Seizures have many potential causes and even after initial tests, your vet may not be able to tell you what caused your pet’s symptoms. Vets classify the underlying causes as extracranial (from outside the brain), or intracranial (from within the brain). Causes of extracranial seizures can be further divided into those from the body (e.g. liver failure, low blood sugar) and those that arise externally (e.g. toxins, overheating). Intracranial causes of seizures include progressive disease (e.g. cancer or infection) and non-progressive disease such as epilepsy, where the symptoms may progress but the underlying disease does not.
A pet presenting in ‘status epilepticus’, who has constant seizures, requires intensive emergency care prior to diagnostic testing. Your vet will want to know your pet’s history, especially if there has been exposure to toxins such as snail pellets, other organophosphates (pesticides), caffeine, chocolate etc. Any other change in their health might also give clues as to the origin of the seizure.
Initial blood and urine tests will look for organ disease, abnormal glucose levels and sometimes tests for specific infectious diseases. Where no abnormality is found, more invasive tests can be done. A cerebrospinal fluid (CSF) tap is a sample of the fluid that bathes the brain, and is done under general anaesthetic. It is not without risk, and is generally only done when a diagnosis of progressive intracranial disease is suspected. Advanced imaging includes computerised tomography (CT) or magnetic resonance imaging (MRI) scans which may show abnormality in the structure of the brain.

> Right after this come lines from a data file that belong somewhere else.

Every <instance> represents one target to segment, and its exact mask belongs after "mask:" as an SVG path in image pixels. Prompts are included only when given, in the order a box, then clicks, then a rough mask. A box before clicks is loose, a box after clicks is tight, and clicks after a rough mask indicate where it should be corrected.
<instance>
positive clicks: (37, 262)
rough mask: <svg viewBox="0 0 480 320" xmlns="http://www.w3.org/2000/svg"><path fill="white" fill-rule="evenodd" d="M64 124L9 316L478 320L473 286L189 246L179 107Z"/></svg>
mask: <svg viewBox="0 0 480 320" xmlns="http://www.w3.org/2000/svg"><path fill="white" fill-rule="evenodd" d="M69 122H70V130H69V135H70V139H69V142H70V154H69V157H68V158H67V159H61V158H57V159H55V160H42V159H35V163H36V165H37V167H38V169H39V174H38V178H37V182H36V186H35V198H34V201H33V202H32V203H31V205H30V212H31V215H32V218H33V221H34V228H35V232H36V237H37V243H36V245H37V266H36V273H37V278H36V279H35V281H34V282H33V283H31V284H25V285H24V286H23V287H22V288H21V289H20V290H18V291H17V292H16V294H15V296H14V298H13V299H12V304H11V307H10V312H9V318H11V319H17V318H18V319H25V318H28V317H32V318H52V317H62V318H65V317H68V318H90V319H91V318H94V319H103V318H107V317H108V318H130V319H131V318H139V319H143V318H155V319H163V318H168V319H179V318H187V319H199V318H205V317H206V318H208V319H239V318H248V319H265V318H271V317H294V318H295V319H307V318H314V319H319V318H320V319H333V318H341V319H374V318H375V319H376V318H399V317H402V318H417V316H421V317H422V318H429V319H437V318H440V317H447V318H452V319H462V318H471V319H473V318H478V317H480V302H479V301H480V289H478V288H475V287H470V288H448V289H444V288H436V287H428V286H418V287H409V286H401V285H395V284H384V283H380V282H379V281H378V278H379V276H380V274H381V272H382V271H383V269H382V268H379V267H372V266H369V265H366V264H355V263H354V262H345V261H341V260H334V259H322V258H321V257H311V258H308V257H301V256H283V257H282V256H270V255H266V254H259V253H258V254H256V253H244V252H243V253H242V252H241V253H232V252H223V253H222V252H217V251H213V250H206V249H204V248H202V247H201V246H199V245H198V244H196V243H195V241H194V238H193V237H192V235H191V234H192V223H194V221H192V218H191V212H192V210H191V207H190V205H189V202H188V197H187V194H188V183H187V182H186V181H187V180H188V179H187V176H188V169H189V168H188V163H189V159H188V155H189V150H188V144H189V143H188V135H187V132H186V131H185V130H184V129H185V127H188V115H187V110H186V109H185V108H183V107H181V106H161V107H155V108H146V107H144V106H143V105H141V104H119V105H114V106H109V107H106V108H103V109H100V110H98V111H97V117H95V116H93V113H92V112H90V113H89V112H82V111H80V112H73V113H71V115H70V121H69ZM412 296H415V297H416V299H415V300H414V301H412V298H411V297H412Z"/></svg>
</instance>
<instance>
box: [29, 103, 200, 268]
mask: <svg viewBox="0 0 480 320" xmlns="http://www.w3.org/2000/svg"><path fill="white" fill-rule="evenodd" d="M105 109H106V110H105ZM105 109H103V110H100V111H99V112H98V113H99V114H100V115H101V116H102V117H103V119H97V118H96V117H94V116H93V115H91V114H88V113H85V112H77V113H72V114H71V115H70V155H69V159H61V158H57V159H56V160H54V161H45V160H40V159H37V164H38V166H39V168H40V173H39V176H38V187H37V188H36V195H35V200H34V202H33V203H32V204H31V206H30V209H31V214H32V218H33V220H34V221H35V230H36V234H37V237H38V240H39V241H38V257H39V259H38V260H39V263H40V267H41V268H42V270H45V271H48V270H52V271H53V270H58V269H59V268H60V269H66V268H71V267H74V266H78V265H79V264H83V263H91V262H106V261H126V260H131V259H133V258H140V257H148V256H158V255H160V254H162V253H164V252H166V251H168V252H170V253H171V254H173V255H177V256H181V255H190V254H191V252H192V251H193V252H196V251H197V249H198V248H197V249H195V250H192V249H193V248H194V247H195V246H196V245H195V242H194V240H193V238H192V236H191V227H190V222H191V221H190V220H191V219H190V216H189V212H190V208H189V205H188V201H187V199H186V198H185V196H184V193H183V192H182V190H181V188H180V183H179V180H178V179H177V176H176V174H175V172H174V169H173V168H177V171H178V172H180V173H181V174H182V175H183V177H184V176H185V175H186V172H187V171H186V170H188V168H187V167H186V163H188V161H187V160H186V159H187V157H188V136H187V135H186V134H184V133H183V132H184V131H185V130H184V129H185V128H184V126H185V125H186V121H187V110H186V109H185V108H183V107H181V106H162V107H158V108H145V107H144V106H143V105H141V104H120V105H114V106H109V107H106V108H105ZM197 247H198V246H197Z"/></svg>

Treatment of a seizure depends on the cause. If the diagnosis points to an extracranial cause such as liver disease or low blood sugar, the focus will be on treating the disease in order to improve the seizures. Seizure control therapy might include drugs such as diazepam (Valium), phenobarbitone and potassium bromide. Drugs such as corticosteroids and antibiotics might be used for specific intracranial diseases.
Prognosis depends largely on the cause of the seizure. A dog with stable, infrequent epilepsy may not even need medication. On the other hand, a pet with a brain tumour might need lifelong veterinary care. In many cases, the decision to treat is made by the owners based on the frequency and severity of the seizures. A dog with a brain tumour and a poor prognosis will, in most cases, have palliative treatment. However even dogs can have brain surgery for tumours (where the facilities and surgical and critical care expertise allow)!